Anatomic pathology rotations include a gross room rotation (4 weeks), cytopathology block (8 weeks with the option of rotating an additional 4 week block or an AP elective), dermatopathology (8 weeks), forensic pathology at the Franklin County Coroner's Office (2 weeks), neuropathology (4 weeks), renals/transplant pathology (4 weeks), pediatric anatomic pathology at The Nationwide Children's Hospital (4 weeks), and AP subspecialty (4 weeks). Rotations on clinical pathology include the completion of higher-level structured rotations in hematopathology/lymph nodes (8 weeks), benign hematology (2 weeks), transfusion medicine (8 weeks), pediatric clinical pathology at The Nationwide Children's Hospital (4 weeks), chemistry/toxicology (4 weeks), chemistry (4 weeks), medical microbiology (2 weeks), flow cytometry (2 weeks) and AP/CP electives (12 weeks), which can be used to revisit any rotation, or complete special projects and research.
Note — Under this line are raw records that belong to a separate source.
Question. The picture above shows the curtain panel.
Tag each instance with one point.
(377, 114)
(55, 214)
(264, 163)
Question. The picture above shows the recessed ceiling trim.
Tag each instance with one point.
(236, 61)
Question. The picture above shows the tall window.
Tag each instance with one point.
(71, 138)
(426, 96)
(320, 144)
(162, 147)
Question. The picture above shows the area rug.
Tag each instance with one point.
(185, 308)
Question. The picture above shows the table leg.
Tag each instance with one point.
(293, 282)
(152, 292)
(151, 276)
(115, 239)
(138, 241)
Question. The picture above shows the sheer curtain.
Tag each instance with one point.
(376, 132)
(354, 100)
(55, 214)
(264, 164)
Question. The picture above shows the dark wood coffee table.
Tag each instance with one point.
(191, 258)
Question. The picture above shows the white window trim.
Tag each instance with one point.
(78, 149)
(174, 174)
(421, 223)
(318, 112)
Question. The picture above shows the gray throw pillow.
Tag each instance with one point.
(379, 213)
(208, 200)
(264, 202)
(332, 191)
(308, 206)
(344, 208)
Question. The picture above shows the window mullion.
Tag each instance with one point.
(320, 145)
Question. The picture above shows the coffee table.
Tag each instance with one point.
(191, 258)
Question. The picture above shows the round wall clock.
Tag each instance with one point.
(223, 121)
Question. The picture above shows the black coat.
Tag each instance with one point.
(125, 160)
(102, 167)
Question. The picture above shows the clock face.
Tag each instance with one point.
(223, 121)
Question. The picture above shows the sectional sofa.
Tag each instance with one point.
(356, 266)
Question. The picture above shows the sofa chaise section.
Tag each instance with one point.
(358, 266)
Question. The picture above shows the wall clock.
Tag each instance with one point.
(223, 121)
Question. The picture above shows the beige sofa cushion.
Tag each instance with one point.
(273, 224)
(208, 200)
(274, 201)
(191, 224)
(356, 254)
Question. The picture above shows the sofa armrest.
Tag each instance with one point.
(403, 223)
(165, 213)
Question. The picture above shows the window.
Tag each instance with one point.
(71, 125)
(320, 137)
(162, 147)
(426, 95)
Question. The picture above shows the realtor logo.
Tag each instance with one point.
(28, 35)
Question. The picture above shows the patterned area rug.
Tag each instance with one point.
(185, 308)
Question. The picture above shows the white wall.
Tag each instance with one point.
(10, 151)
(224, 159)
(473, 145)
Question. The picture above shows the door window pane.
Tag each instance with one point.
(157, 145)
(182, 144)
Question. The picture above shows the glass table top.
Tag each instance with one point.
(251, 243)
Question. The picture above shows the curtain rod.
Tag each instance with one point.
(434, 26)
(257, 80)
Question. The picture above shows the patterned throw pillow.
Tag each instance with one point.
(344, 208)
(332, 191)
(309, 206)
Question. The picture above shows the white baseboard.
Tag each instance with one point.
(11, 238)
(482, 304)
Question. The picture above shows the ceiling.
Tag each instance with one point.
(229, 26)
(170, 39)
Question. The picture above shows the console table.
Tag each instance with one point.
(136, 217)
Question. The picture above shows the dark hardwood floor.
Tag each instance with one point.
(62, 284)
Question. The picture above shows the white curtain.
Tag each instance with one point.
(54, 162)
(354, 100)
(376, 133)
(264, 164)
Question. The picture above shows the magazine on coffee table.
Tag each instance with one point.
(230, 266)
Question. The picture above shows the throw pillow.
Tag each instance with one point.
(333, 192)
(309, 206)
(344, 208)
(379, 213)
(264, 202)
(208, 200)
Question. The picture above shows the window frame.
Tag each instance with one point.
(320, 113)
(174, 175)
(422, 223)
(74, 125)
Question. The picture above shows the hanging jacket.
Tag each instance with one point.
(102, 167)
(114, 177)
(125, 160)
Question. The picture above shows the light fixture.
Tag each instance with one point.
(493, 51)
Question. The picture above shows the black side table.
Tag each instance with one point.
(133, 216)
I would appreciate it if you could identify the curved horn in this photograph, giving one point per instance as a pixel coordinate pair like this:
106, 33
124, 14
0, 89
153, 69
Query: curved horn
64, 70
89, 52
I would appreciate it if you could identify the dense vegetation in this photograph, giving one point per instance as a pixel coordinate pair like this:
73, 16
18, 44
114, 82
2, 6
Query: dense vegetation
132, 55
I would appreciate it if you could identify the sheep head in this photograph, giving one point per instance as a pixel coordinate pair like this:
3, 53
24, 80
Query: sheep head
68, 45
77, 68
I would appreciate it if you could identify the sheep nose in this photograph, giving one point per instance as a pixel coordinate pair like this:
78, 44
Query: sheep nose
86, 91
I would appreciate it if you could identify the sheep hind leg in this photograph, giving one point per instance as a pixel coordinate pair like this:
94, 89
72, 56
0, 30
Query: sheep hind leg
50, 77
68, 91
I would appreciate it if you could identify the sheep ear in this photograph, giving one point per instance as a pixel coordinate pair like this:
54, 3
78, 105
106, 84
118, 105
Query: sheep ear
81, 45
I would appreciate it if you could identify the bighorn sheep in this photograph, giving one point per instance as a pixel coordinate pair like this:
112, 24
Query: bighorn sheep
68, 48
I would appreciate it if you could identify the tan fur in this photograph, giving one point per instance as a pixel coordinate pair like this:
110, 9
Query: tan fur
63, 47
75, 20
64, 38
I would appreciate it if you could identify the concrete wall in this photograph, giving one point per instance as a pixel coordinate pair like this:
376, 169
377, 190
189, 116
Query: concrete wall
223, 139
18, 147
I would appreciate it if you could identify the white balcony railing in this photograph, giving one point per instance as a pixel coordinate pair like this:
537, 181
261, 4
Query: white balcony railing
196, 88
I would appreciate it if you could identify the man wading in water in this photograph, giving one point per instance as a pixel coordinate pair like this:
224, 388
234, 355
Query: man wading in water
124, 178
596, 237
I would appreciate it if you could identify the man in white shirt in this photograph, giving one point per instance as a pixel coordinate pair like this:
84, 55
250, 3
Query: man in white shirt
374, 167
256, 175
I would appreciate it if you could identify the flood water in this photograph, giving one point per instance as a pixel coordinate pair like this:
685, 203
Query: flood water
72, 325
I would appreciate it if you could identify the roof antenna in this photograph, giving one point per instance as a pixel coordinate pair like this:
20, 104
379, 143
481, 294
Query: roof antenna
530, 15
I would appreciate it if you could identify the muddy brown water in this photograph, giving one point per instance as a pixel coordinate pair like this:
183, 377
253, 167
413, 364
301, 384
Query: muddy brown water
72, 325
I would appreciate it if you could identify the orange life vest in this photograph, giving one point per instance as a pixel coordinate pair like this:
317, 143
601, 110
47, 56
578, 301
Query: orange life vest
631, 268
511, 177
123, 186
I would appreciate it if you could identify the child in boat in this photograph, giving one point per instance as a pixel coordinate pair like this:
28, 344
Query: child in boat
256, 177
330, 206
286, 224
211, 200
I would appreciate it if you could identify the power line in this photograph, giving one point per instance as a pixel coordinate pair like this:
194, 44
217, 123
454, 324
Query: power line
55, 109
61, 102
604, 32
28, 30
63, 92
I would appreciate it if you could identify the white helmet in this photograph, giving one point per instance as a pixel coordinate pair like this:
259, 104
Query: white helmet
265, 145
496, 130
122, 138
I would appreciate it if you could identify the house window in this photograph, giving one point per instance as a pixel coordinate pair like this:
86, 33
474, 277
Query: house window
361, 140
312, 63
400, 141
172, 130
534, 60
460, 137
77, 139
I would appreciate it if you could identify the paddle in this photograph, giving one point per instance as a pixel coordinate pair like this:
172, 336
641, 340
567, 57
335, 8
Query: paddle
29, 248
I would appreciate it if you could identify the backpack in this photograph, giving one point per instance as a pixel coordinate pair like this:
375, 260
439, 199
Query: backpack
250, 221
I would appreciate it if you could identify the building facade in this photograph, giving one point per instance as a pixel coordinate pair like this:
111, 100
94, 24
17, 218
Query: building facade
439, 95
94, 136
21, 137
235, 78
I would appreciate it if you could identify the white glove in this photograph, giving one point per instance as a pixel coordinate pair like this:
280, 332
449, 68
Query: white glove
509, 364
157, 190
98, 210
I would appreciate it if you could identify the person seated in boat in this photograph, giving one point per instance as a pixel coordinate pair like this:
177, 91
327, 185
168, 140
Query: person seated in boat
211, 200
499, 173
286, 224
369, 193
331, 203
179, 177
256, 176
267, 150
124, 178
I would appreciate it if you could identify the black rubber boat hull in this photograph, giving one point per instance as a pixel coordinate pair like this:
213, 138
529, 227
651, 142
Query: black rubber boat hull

PGY-1 residents are assigned to the Autopsy service for Saturdays and holidays. Autopsies are not performed on Sundays, Christmas Day, Thanksgiving Day, and New Years Day. Monday through Friday the resident on autopsy service is located in the autopsy area and covers autopsies. For Saturday and holiday assignments, the resident on call must be available for any case that is ready for autopsy by 1:00 pm. An attending pathologist will be available to provide direct supervision or indirect supervision with direct supervision immediately available for the duration of the resident's presence on site.
PGY-2 through PGY-4 residents take AP/CP weekday and weekend call. During the weekdays, the resident begins call at 5:00 pm and ends at 7:00 am the following morning. The call may consist of clinical pathology questions, frozen sections, acute leukemia, transplant biopsy support, renal biopsies, among others. The resident is on weekday call approximately 2-3 times per month and weekend call approximately one weekend every six weeks. At the end of their training the residents will have gained a tremendous amount of experience in dealing with many of the routine and challenging clinical pathology questions from clinicians as well as a breadth of experience in frozen section consultations. Residents are always assigned with a faculty member while on call.
Evaluations of residents performance are carried out at the end of each rotation and are based on the competency standards set by the ACGME. Evaluations are performed by the faculty and staff, and are reviewed with the resident by the Program Director or Associate Program Director for AP and CP semi-annually. In addition to the faculty evaluation, residents' performance and progress is also objectively evaluated at the end of major rotations. A well-defined set of criteria for remediation, disciplinary action or probation is delineated in the Residency Program Statement and Resident handbook which is provided to all residents at the beginning of their training. The residents evaluate the faculty, rotations and conferences anonymously.